Chapter 31 — Unsupervised

Unsupervised Learning

No labels, just structure. Clustering (K-Means, DBSCAN, hierarchical), choosing k, and dimensionality reduction (PCA, t-SNE, UMAP) for compression and visualization.

Unsupervised learning finds structure when there's no target: customer segments, anomalies, topic groups, and lower-dimensional views of high-dimensional data.

31.1 Two main jobs

what do you want?

No labels — goal?
│
├── Group similar rows ──────────► Clustering
└── Reduce # of features ────────► Dimensionality reduction
        ├── for modeling/compression ► PCA
        └── for visualization ───────► t-SNE / UMAP

31.2 Clustering algorithms

Algorithm	Use when	Avoid when
K-Means	Round, similar-size clusters; you can pick k	Odd shapes, outliers, varying density
DBSCAN	Arbitrary shapes, finds outliers, k unknown	Clusters of very different density
Hierarchical	Want a dendrogram / nested structure	Large datasets (slow)
Gaussian Mixture	Soft assignment, elliptical clusters	Non-Gaussian shapes

K-Means uses distances — scale your features first (Chapter 15.4), or the largest-range column dominates the clustering.
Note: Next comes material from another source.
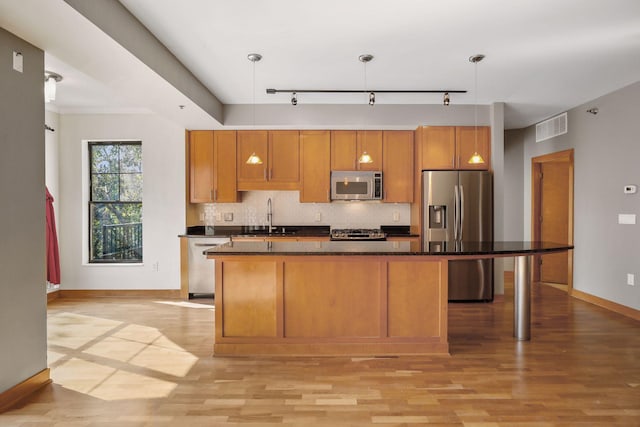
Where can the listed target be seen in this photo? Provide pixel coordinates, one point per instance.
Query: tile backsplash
(287, 210)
31.3 Choosing k for K-Means

how many clusters?

Run k = 2..10, then...
│
├── Elbow: plot inertia vs k, find the bend
├── Silhouette: pick k with highest avg silhouette
└── Business sense: do the segments mean something?

python

from sklearn.cluster import KMeans
from sklearn.metrics import silhouette_score
for k in range(2, 9):
    km = KMeans(n_clusters=k, n_init='auto', random_state=42).fit(X_scaled)
    print(k, silhouette_score(X_scaled, km.labels_))

31.4 Dimensionality reduction

Method	Use for	Note
PCA	Compression, denoising, ML input	Linear, fast, preserves variance
t-SNE	2D visualization of clusters	Slow; distances between clusters not meaningful
UMAP	Visualization + preserves global structure	Faster than t-SNE, great default

python

from sklearn.decomposition import PCA
pca = PCA(n_components=0.95)         # keep 95% of variance
X_reduced = pca.fit_transform(X_scaled)
print(pca.n_components_, "components kept")

t-SNE/UMAP are for seeing, not measuring. Cluster sizes and between-cluster distances in those plots are distorted — don't read quantities off them.

31.5 Evaluating clusters

Silhouette score — how tight/separated clusters are (no labels needed)
Davies-Bouldin / Calinski-Harabasz — internal quality indices
Profile each cluster — describe it in business terms (the real test)
Stability — do clusters persist on a new sample?

Professional recommendation

First tryK-Means on scaled data

Odd shapesDBSCAN

Pick kSilhouette + business sense

VisualizeUMAP to 2D

Common mistakes to avoid

Running K-Means on unscaled features
Reading cluster sizes/distances off a t-SNE plot as if they're real
Picking k from the elbow alone with no business validation
Using K-Means for non-spherical or varying-density clusters
Never profiling the clusters — segments nobody can describe are useless

Quick cheatsheet

KMeans(n_clusters=k) -> spherical clusters

DBSCAN(eps, min_samples) -> shape + outliers

silhouette_score() -> cluster quality

PCA(n_components=0.95) -> keep 95% variance

umap.UMAP() -> 2D visualization